An ideal non-veg dish that every woman love to try after marriage, is the Chicken curry. The Chicken curry is a versatile dish which you can have with rice, chapatis or any types of appam. Chicken curry could be made in different ways, but generally prepared easily at home using the onion tomato gravy.

Some use coconut while some do not. People those who do not like coconut paste can avoid it altogether in this curry too. But the coconut gives the thickness and richness to the chicken curry. Initially I used to prepare  chicken curry with coconut milk which gives a thin curry. That version will be shared with you later on. The method discussed here is the which is prepared in most of the homes. I have added some cashew nuts for extra richness for the gravy.

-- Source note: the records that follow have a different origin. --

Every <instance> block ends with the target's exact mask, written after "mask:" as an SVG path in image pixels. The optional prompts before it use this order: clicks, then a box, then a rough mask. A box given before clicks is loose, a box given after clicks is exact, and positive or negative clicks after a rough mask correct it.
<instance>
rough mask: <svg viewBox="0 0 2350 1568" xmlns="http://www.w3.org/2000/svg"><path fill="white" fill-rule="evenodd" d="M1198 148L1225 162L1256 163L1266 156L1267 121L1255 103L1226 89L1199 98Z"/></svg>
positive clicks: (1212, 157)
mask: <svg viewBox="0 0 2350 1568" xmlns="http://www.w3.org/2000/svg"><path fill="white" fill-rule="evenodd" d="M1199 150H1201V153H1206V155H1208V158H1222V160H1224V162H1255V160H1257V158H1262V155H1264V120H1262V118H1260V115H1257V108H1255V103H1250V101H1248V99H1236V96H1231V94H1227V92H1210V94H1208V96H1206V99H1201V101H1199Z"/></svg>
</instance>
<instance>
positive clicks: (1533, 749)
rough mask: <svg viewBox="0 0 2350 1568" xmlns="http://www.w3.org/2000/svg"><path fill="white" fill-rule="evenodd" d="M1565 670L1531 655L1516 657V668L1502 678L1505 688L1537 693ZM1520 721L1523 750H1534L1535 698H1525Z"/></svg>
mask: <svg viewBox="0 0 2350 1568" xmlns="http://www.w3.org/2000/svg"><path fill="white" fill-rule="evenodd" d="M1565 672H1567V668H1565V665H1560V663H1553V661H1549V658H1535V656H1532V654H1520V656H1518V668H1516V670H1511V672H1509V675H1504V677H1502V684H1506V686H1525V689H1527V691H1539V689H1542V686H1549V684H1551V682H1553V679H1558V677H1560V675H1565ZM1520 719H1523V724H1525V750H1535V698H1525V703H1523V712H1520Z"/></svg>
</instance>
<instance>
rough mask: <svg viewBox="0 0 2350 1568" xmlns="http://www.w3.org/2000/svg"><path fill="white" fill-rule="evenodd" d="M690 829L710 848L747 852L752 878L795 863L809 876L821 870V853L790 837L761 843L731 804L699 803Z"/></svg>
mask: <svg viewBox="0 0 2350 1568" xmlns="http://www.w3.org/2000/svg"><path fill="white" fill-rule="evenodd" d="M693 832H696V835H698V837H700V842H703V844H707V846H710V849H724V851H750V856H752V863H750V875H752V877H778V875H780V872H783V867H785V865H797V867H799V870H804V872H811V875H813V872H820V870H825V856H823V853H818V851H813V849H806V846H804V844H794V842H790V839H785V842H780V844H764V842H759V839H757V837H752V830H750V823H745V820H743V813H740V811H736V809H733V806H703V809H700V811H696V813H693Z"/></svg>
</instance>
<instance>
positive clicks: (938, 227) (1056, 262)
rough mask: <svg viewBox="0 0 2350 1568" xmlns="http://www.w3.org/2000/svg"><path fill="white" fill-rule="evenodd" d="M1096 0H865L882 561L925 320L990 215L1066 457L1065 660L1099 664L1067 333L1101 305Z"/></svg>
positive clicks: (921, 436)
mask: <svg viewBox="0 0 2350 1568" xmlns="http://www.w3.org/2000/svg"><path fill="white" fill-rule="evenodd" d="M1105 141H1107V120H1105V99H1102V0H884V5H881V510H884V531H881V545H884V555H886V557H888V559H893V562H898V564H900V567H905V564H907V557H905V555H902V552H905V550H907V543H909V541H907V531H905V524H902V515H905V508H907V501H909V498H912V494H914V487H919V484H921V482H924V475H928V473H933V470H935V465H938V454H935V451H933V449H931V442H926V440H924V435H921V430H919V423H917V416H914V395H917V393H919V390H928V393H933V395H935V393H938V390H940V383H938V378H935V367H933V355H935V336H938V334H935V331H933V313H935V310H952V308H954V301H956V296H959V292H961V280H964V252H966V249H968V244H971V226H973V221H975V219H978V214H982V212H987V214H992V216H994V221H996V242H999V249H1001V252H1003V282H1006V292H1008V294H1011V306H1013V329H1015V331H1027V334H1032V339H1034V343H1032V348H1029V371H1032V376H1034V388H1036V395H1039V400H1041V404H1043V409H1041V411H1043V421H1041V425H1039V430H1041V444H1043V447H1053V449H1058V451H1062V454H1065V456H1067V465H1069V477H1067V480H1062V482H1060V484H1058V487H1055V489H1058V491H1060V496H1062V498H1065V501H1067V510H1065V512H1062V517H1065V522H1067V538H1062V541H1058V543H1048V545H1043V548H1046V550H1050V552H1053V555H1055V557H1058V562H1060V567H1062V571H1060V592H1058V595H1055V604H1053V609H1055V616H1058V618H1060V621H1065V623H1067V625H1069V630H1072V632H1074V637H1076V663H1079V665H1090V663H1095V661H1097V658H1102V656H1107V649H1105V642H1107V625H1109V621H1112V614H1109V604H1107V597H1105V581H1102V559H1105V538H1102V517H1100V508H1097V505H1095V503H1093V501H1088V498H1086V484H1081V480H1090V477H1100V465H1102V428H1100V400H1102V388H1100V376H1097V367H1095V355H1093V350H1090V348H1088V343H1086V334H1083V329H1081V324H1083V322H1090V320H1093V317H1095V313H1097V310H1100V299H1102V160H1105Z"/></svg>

Chicken Curry with coconut
Preparation Time: 10 minutes
Cooking Time: 15-20 minutes
Cuisine: South Indian
Serves: 6-8

Chicken, cut in to medium sized pieces- 1 kg
Oil- 2 tablespoon
Cinnamon/ pattai- 1inch
Cloves/ grambu-2
Cardamom/ elam-3
Curry leaves- 1 strand
Onion, chopped-2 large
Ginger garlic paste/ finely chopped- 1½ tablespoon
Green chilli, slit-1
Tomato, chopped-2 large
Turmeric powder- 1/2 teaspoon
Red chilli powder- 1 tablespoon
Coriander powder- 1 tablespoon
Garam masala powder- 1 teaspoon
Coriander leaves, chopped- 1 tablespoon
Salt- to taste
Water- 2 cups

To grind as fine paste:
Coconut- less than 1/2 cup
Cashew nuts-6
Fennel seeds/ Sombu- 1 teaspoon
Peppercorns/ Milagu- 1/2 teaspoon

Chicken Curry Recipe

  • You could prepare this chicken curry in pressure cooker as well as in normal pan.
  • Soak the cashew nuts in water just before start the preparations. If you forget to soak boil some water and allow to soak the nuts for 2-5 minutes.
  • Wash and clean the chicken; drain all the water and set aside.
  • Heat the vessel you planned to prepare the chicken curry and add the oil. Once the oil gets heated up add cinnamon, cloves and cardamom; fry in that oil till the aroma rises for about 2 minutes.
  • Add the curry leaves in that oil; add the chopped onion with a pinch of salt and cook on medium flame till the onion starts to get the brown colour. Getting the light brown colour is important for the taste of the chicken curry.
  • Now add the ginger garlic chopped/ paste and green chilli; roast in that same oil till the raw smell leaves for about a minute or two.
  • Add the chopped tomatoes and cook on medium flame till it becomes mushy.
  • Now add the masala such as turmeric powder, chilli powder, coriander powder and garam masala powder.
  • Roast the masala with the onion tomato mixture for a minute till the raw masala smell leaves.
  • Now add the chopped coriander leaves and mix well.
  • Now add the cleaned chicken pieces and salt. Mix well with a ladle and allow to coat the masala well and cook for a minute.
  • Now add 2 cups of water and close with a lid.
  • If you are pressure cooking, keep the chicken for 2 whistles; If you are cooking in normal pan close with a lid and cook till the chicken becomes soft and the oil separates on top of the curry.
  • Meanwhile prepare the coconut cashew paste by grinding coconut, soaked cashew nuts, fennel seeds and peppercorns. Pulse twice to powder the ingredients then add little water and grind it as a fine paste.
  • Once the pressure releases open the lid and add the ground masala paste and mix with a ladle.
  • Rinse the blender jar with half a cup of water and add that too with the chicken curry. If you feel the curry is still thick add half more cup of water.
  • Bring it to boil once the curry starts to bubble on top immediately switch off the gas. Do not over cook after adding the coconut paste.